EAST LANSING, Mich. (AP) - For a third straight game, Michigan State was outscored in the fourth quarter.
If that worries coach Mark Dantonio, he did a pretty good job hiding it.
Dantonio was generally unruffled after the Spartans beat Central Michigan 31-20 on Saturday. It was a reasonably routine win for Michigan State, but the ending left a lot to be desired. The Spartans were outscored 17-0 in the final period.
Michigan State faltered at the end in a loss at Arizona State and nearly did so again when it played at Indiana, but after beating CMU, Dantonio wasn’t going to panic over his team’s late-game issues.
“I wasn’t concerned about focus, I was concerned about Central, personally,” Dantonio said.
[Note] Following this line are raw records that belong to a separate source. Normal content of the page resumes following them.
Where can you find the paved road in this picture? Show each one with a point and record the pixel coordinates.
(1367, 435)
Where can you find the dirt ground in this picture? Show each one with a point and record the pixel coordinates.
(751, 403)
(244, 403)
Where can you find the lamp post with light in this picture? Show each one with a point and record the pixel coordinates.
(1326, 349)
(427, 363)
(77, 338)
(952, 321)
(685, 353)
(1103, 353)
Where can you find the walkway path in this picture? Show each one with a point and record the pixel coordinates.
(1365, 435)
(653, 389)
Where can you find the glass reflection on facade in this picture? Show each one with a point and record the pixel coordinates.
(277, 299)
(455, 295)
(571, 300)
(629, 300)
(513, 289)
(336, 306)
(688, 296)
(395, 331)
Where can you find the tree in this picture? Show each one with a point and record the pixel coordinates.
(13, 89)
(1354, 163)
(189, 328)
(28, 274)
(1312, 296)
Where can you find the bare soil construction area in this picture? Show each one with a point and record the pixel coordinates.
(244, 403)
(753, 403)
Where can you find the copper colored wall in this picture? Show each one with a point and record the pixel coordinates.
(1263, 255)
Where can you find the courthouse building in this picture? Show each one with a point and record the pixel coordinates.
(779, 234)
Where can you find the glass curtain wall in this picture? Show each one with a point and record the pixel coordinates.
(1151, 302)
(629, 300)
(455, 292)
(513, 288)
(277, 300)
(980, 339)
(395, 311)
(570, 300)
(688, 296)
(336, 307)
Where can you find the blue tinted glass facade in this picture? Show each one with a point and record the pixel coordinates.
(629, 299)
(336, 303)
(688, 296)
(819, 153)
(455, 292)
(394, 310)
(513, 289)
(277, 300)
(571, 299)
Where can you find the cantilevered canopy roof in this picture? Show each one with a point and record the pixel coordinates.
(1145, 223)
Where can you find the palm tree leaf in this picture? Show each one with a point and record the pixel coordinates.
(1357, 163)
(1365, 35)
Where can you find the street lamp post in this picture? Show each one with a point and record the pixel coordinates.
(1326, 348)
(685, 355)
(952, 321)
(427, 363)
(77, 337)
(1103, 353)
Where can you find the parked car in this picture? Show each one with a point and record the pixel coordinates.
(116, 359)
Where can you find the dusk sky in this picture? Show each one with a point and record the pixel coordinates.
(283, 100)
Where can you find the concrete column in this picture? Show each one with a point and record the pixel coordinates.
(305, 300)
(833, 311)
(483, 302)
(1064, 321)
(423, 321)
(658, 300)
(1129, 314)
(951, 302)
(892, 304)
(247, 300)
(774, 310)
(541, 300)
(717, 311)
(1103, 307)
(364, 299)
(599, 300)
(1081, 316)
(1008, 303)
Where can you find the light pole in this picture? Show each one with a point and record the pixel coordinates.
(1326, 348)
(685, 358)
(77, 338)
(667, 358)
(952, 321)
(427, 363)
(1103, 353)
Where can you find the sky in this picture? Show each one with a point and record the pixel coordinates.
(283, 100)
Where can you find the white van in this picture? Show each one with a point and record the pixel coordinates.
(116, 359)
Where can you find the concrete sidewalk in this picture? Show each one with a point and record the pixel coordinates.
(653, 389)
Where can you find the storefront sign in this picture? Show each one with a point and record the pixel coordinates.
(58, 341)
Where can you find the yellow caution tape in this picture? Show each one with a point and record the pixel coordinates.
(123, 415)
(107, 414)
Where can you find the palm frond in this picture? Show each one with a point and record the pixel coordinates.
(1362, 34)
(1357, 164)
Still, his team appeared to be dozing when CMU recovered an onside kick with the score 31-10 in the fourth. The Chippewas added 10 more points and started putting some pressure on the Spartans. To its credit, Michigan State moved the ball well enough to use up the final 6:44 after CMU pulled within 11.
Against Arizona State, however, the Spartans were up 13-3 going into the fourth and lost 16-13 . They gave up the first 14 points of the fourth against Indiana before holding on for a 35-21 victory .
“I like to say we play with grit, that we somehow find a way,” Dantonio said. “We’ve won a lot of close games here, and we’ll come and we’ll play. But, we have to play better in certain areas, there’s no question about that. We need to roll up our sleeves and get to work.”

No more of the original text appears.